For tournament play, the matching management subsystem may be programmed to operate automatically. The automated process may be based on a seeding process that uses the ranking subsystem, or may be done entirely at random. In a presently preferred embodiment, there is also a tournament management system that is used to enforce certain tournament-specific rules, such has how to start a tournament game (at the gamer's mutual consent, at a specific time, etc.), how to pause games, how to play (up to a score, time duration, etc.), how to determine who advances (single or double elimination, round-robin, etc.), and what happens in the event of a tie. The tournament management system may also be used to store or record certain portions or highlights of a game or match, otherwise known as demos, on the local hard drive of the network access device or on the central server so that gamers, fans and spectators (located within or external to the Interactive Service Facility) can access and review past and current matches at any time. It is also preferred to provide online advertising for tournaments at one of the gaming arenas. The advertising also preferably includes an entry form by which a gamer can apply for entry into the tournament via the Internet. The advertising for the tournament can also be provided for a tournament to be held at multiple arenas, with the entry form including the ability to specify which gaming arena the gamer desires to attend.

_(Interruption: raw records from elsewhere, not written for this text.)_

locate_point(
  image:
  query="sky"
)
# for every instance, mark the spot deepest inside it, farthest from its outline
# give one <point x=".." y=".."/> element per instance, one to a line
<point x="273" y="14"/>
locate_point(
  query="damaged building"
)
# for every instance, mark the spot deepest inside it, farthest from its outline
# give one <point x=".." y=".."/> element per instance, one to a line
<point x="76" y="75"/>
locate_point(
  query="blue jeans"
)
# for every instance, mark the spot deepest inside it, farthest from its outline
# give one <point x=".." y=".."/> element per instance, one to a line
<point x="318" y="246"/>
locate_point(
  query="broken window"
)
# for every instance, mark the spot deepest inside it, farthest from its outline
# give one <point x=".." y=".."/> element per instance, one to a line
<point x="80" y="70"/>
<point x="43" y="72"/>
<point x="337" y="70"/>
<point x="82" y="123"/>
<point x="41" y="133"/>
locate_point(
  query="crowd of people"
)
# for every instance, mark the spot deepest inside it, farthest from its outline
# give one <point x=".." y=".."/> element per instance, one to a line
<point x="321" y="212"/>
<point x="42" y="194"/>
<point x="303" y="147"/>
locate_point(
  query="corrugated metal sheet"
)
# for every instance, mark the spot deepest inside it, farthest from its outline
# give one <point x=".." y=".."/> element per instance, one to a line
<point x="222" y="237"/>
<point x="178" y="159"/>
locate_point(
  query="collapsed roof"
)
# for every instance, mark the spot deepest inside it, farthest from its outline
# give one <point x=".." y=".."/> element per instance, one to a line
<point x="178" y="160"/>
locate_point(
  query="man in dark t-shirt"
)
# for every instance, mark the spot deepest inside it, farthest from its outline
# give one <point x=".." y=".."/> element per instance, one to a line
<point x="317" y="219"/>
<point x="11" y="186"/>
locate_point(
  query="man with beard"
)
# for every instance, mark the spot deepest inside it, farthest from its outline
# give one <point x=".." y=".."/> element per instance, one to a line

C. Reward and Fee Management
Once the matching process has been completed and an opponent(s)/teammate(s) selected by the gamer, the gaming session begins. Throughout the gaming session, information and data is continually sent to the gaming and reward/fee management features of the session management subsystem. For example, as previously described above, throughout the game the fee tracking features of the session management subsystem keep track of the time spent and, therefore, the amount of money that is being deducted from the gamer's smart card. The deduction process may be based on time, number of games, performance etc. At the same time, the gamer may be earning reward points based on his activities and/or performance. Specifically, the reward point features of the session management subsystem keep track of the gamer's performance and add an applicable number of reward points to his account. Again, the addition process may be based on time, number of games, performance, etc.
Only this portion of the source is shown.